For the next and last round of huckle-buckle-beanstalk it was my turn to hide the lolly pop because I had found it almost first thing the round before (just because it was in a special spot right near the door that I had checked every other round). Chad, who was sitting on one of the small couches observing, suggested with a twinkle in his eye that I stick the lollypop out of the back of his shirt collar. Once I had secured his promise to sit still, I agreed, and shortly let everyone else in so that the search could begin. This time, however, Timothy turned out to be the first one to find it! After a few minutes of everyone searching with no luck, the little fellow spotted it (it was more or less at his eye level) and pulled it out to hold up triumphantly. Fortunately, he made no exclamation or the game would have immediately ended. As a result, only four or five people noticed him and the game continued until everyone had discovered the lollypop's unique location. And thus ended our wonderful time down memory lane with huckle-buckle-beanstalk.
 
 
As I said, we had Sabbath treat, made by my very own dear mamita (Sarah provided us with the popcorn:). As I sat eating my apple pie and ice cream, little Stephen and Luke came and sat next to me; both are very interesting characters, as little boys are wont to be. Luke not only dazzled me with his extensive knowledge of dinosaurs, but he played "blow out the candle" with me on a candle that was far from being lit ("It's plastic, but we're pretending we don't know that," he told me).
 
 
As for Stephen, he dug into his dessert with noisy relish, expressed by the "hmmhmmhmm" noises that he made as he devoured his treat. The funny thing is that when I started to copy him he acted as if I were the strange one, and he practically insisted that he hadn't been making a similar noise when I told him that he had been. Then he started to tell me every joke that he could think of at the moment.

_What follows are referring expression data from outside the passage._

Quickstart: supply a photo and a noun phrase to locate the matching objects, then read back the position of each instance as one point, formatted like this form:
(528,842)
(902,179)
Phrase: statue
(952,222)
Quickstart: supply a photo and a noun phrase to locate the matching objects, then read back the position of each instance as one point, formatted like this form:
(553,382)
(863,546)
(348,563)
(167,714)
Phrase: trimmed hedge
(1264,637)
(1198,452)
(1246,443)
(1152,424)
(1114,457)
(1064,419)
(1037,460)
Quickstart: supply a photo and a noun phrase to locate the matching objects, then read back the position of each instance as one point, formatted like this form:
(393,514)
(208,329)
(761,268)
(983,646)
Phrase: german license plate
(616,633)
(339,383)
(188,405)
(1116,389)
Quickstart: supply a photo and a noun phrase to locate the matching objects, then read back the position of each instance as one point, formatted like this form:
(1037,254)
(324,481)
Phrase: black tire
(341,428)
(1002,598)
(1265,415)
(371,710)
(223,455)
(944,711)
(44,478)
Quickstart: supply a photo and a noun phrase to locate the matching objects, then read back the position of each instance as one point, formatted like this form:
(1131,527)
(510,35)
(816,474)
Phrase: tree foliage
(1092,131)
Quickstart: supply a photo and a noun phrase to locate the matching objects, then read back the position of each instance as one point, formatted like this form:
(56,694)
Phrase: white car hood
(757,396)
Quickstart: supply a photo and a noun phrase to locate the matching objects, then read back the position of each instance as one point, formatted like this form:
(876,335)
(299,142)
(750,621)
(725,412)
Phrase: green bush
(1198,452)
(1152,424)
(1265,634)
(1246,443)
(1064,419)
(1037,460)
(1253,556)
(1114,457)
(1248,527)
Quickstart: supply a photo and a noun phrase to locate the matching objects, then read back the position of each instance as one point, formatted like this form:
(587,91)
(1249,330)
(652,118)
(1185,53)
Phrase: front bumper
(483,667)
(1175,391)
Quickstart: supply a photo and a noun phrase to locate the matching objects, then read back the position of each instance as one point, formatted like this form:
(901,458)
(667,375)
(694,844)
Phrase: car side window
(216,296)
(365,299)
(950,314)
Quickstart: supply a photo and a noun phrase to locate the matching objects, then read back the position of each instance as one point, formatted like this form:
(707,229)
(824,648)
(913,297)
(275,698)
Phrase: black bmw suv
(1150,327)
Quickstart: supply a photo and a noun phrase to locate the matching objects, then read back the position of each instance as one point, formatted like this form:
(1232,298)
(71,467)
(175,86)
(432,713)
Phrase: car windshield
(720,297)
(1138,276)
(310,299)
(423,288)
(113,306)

After all, "We have a joke book that's the size of our couch," he informed me. Even though part of the time I couldn't always tell what he was saying (or even if I did, it made no sense), I often laughed anyway, just because it was so fun to see him enjoy his jokes so immensely. I wish I could remember all the jokes that this clever little six-year-old told me, but here are a couple as I roughly remember them.  
 
 
"Have you heard this one?" Stephen asked. "Uh, my father is Chinese, um, yeah, and my mother is Japanese, and I'm Japanese-Chinesey!" Or maybe he said, "You're cheesy!" Whichever version he said to me, someone was pretty sure that the latter was Stephen's altered punch line when they heard him tell this joke.
 
 
Or,
 
 
"Um, my daddy is a mosquito, my mommy is a daddy-long-legs, so that makes me a sheepie!" he laughed heartily. This time I was quite stumped, so I confessed to him that I didn't get it.
 
 
"You don't get it?" if he was surprised, he didn't show it too expressively. "Well, I turned into hot water--get it now?"
 
Oh, of course!
 
Not.
 
 
Or all that's what I think he said. Don't ask me to explain the joke--I'm probably more clueless than anybody. However, it still managed to tickle me, mostly because Stevie was so tickled. After all, who doesn't like to laugh just because a kid thinks he's so funny? I imagine people have done it with me plenty of times.:)
 
 

1 comment:

Aaron said...

Haha! Those were some pretty impressive jokes. I almost wonder if with that last one was Stephen pulling a "Skunks in the bathtub" on you. :) Whatever it was, it made me laugh.